Setting Metadata

The tdsync tool has an extensible mechanism for loading the metadata associated with files being synced. By default, it can load metadata from a JSON file, from a CSV file, or from metadata artifacts generated from certain Content Management System exports. Custom metadata drivers can be implemented in Java.

The metadataLoader configuration setting supports three values by default.

json
This is the default metadata loader. It loads metadata from the HARP-META/metadata.json file, if present.
csv
This loader will look for HARP-META/metadata.csv, and load metadata from that file, if present.
sdl
This loader will look for companion files to the files being synced with the same name but an extension of .MET, as exported by some SDL content management systems.

A custom metadata loader can be specified by using its fully-qualified Java class name.

JSON Metadata Loader

If you download a zip archive from a project or folder using the Titania Delivery admin UI, you'll notice that the downloaded archive contains a file called HARP-META/metadata.json. This file contains all of the user-specified metadata for the files included in the archive. The JSON metadata loader will include the metadata specified by this file.

The structure in this file is a mapping of file paths (optionally including a fragment identifier) to arrays of Metadata values. Each metadata entry has a key, an array of String values, and a boolean field indicating whether the metadata field should cascade.

If the filename includes a fragment identifier (a "#", followed by a string representing a meaningful fragment identifier for a location or region within the document), the metadata will be associated with the fragment, and will be merged with the document-level metadata for searching. Fragment metadata entries should include the special metadata name, _td.fragmentLabel, to supply a readable display label for the fragment. Fragment metadata may be used for navigating to specific locations in a document, when displayed in a portal viewer.

{
  "/file1.dita": [
    {"name": "foo", "value": ["bar"], "cascades": true},
    {"name": "multi", "value": ["a", "b", "c"], "cascades": false}
  ],
  "/path/to/file2.dita": [
    {"name": "foo", "value": ["zed"], "cascades": true},
    {"name": "multi", "value": ["x", "y", "z"], "cascades": false}
  ],
  "/path/to/file3.pdf#page=12": [
    {"name": "about", "value": ["Dopey", "Sneezy"]},
    {"name": "_td.fragmentLabel", "value" ["Page 12"]}
  ]
}

This loader takes no parameters.

CSV Metadata Loader

This metadata loader reads file metadata from metadata.csv. The first column in the file must contain the relative path to the file. The first row names the metadata fields. A metadata name ending with an asterisk (*) indicates that its values should cascade; the asterisk is not included in the metadata name. Multiple values for a field can be represented by additional rows in the CSV structure.

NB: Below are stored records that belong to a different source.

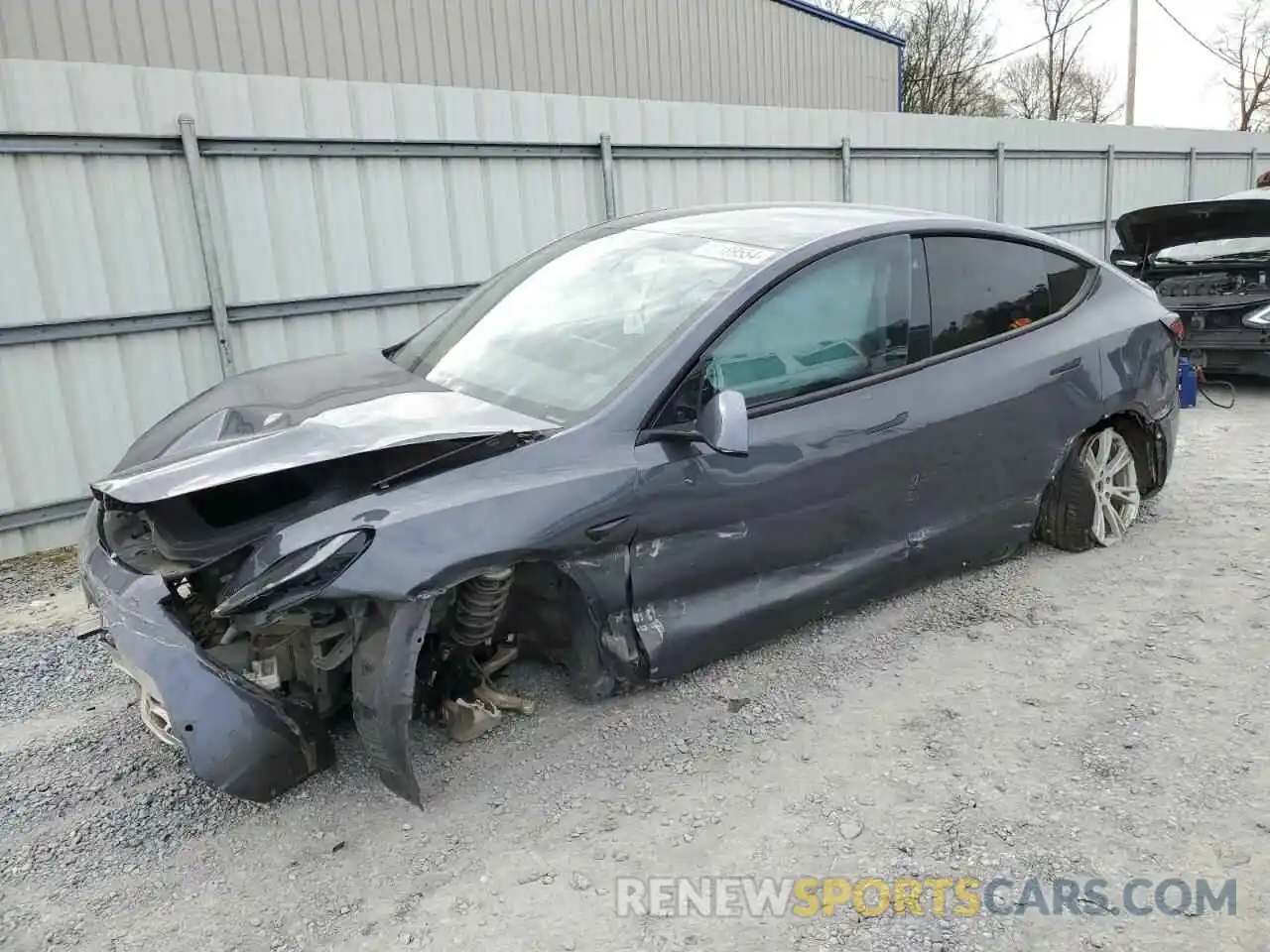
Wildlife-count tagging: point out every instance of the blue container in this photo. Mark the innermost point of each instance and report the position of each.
(1188, 384)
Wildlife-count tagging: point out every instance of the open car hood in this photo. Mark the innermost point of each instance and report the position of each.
(295, 414)
(1239, 216)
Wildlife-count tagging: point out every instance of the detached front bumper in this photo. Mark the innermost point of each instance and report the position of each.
(236, 735)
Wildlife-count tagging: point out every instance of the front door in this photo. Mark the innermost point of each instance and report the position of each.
(733, 549)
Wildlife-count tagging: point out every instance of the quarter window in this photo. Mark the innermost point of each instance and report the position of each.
(834, 321)
(984, 287)
(1066, 280)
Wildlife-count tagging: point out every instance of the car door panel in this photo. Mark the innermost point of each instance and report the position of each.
(1000, 420)
(731, 549)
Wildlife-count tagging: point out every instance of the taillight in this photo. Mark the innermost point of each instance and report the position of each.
(1175, 325)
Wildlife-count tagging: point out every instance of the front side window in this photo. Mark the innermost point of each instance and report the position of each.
(563, 338)
(837, 320)
(984, 287)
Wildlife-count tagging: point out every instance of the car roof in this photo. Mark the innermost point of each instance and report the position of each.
(779, 226)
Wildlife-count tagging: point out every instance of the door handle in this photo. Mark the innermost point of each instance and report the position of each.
(889, 425)
(598, 534)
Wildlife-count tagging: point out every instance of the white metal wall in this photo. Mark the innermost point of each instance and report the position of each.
(720, 51)
(114, 236)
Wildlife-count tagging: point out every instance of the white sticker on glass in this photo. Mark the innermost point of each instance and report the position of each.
(731, 252)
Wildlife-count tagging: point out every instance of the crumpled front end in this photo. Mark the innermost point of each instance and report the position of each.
(235, 734)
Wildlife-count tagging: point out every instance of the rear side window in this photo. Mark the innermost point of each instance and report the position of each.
(1066, 280)
(984, 287)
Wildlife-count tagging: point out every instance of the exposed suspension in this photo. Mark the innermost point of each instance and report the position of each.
(479, 606)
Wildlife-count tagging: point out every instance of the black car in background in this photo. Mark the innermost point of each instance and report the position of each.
(643, 447)
(1209, 262)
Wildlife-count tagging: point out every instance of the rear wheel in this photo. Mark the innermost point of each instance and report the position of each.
(1095, 498)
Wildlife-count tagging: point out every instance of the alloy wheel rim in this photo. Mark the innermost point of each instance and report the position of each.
(1114, 477)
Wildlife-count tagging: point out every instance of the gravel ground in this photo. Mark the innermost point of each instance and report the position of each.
(1060, 716)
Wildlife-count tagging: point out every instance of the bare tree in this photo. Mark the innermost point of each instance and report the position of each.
(948, 46)
(1024, 87)
(1056, 82)
(1086, 93)
(1243, 44)
(1062, 50)
(1089, 98)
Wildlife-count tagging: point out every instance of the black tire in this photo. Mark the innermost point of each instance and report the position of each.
(1066, 517)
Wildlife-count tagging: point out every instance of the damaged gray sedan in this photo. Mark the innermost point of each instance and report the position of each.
(647, 445)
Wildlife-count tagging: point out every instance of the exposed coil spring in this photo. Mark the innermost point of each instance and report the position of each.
(479, 606)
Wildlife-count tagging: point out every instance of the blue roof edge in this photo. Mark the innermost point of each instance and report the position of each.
(803, 7)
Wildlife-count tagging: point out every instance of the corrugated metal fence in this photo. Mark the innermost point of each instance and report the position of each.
(143, 258)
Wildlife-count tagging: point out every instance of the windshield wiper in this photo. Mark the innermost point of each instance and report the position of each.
(492, 445)
(1241, 257)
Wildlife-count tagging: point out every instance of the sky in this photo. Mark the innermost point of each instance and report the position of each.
(1179, 81)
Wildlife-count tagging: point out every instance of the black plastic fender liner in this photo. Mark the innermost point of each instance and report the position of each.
(384, 676)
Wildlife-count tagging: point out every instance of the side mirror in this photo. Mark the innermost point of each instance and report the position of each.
(724, 424)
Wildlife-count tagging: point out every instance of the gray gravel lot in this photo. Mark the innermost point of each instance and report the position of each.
(1100, 715)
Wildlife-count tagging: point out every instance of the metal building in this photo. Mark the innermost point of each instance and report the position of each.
(753, 53)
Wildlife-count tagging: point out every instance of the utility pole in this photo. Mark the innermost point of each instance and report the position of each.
(1129, 95)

Fragment metadata within a file may be indicated by appending "#" and a meaningful identifier for a location or region in the document. Each fragment should include a value for the special metadata name, _td.fragmentLabel, to supply a readable display label for the fragment.

This loader can take the following parameters.

metadataLoader.csvFile
The relative path to the CSV file. metadata.csv by default.
metadataLoader.csvEncoding
The character encoding of the CSV file, Uses the platform's default encoding by default.
metadataLoader.csvFormat
There is no one standard CSV format. This parameter specifies the "flavor" of CSV for the file. Valid values are as follows.
  • EXCEL (the default)
  • TDF (for tab-delimited format)
  • RFC4180

SDL Metadata Loader

SDL content management offerings can include the metadata associated with documents when they are exported from the system, encoded in files with the same name as the files to which they apply, with .MET on the end. These files contain an XML structure describing the metadata for the file. The SDL metadata loader will read those files and apply the metadata to the file when syncing.

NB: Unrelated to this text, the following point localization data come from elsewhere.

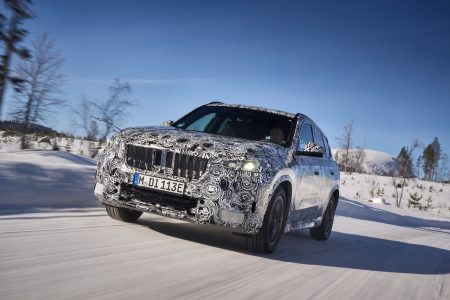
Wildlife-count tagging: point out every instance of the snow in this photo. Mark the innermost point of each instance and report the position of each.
(46, 179)
(57, 243)
(11, 143)
(377, 162)
(357, 187)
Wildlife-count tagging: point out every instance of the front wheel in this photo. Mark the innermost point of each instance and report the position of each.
(122, 214)
(322, 232)
(268, 237)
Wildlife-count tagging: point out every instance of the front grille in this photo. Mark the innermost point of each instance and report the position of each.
(178, 202)
(151, 159)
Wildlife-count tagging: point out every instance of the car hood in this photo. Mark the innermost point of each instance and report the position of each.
(199, 143)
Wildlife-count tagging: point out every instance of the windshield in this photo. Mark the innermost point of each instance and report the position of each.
(241, 123)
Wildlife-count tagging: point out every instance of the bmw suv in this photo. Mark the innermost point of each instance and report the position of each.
(255, 171)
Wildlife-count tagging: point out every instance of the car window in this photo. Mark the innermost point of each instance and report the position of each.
(202, 123)
(305, 136)
(327, 146)
(243, 123)
(318, 138)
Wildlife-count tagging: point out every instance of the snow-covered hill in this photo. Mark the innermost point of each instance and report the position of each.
(11, 143)
(33, 179)
(385, 252)
(376, 162)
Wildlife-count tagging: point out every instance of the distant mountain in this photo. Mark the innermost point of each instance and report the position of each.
(377, 162)
(19, 127)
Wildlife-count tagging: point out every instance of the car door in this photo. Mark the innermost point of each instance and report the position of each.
(305, 168)
(324, 178)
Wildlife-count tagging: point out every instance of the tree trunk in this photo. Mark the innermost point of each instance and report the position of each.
(6, 60)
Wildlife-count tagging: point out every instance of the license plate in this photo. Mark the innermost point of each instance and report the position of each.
(159, 184)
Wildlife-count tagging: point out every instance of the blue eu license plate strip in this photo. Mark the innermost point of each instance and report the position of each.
(136, 179)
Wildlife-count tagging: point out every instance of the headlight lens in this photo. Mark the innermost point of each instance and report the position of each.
(250, 165)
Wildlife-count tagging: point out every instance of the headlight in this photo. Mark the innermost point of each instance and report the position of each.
(250, 165)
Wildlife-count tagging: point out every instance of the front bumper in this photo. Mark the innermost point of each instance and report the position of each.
(222, 198)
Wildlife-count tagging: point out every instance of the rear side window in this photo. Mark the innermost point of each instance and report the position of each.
(318, 139)
(305, 136)
(327, 147)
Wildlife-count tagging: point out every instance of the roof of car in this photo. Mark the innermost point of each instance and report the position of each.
(274, 111)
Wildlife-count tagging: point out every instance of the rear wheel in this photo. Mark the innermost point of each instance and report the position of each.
(268, 237)
(322, 232)
(122, 214)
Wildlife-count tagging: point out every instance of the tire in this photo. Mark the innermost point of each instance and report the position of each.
(268, 237)
(322, 233)
(122, 214)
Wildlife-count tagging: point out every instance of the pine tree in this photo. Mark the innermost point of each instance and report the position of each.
(11, 34)
(429, 159)
(437, 156)
(405, 163)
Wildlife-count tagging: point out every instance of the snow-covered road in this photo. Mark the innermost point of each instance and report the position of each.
(85, 255)
(80, 253)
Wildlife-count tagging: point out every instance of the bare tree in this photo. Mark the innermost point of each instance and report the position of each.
(113, 111)
(38, 94)
(345, 144)
(404, 174)
(85, 119)
(11, 36)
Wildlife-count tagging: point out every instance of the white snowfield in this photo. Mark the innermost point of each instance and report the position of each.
(66, 247)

The behavior of this loader can be configured using a separate XML file specifying, among other things, which metadata to include and exclude, mappings from SDL metadata names to Titania Delivery metadata names, and which metadata do and do not cascade.

<metadata-config>
  <!-- Omit metadata not listed in this file; cascade by default -->
  <defaults omit="false" cascades="true" includeEmptyValues="fale"/>

  <field name="FOO" tdname="foo" cascades="true"/>
  <field name="MULTI" tdname="multi" cascades="false"/>
</metadata-config>

The full DTD definition for this configuration file would be as follows.

<!ELEMENT metadata-config (defaults?, field*)>

<!ELEMENT defaults EMPTY>
<!ATTLIST defaults
  omit (true|false) 'false'
  cascades (true|false) 'true'
>

<!ELEMENT field EMPTY>
<!ATTLIST field
  name CDATA #REQUIRED
  tdname CDATA #IMPLIED
  omit (true|false) 'false'
  cascades (true|false) #IMPLIED
>

The configuration file is specified via the metadataLoader.configFile configuration parameter.

The SDL Metadata Loader does not support fragment metadata.

Custom Metadata Loaders

Custom metadata loaders can be implemented in Java by any class that implements the com.titania.harp.client.tdsync.MetadataDriver interface. See the apidocs in the Client Connector distribution for full documentation of this interface. Place the JAR file or files containing any custom implementation, along with any dependencies, into the lib directory of the Client Connector distribution to make it available.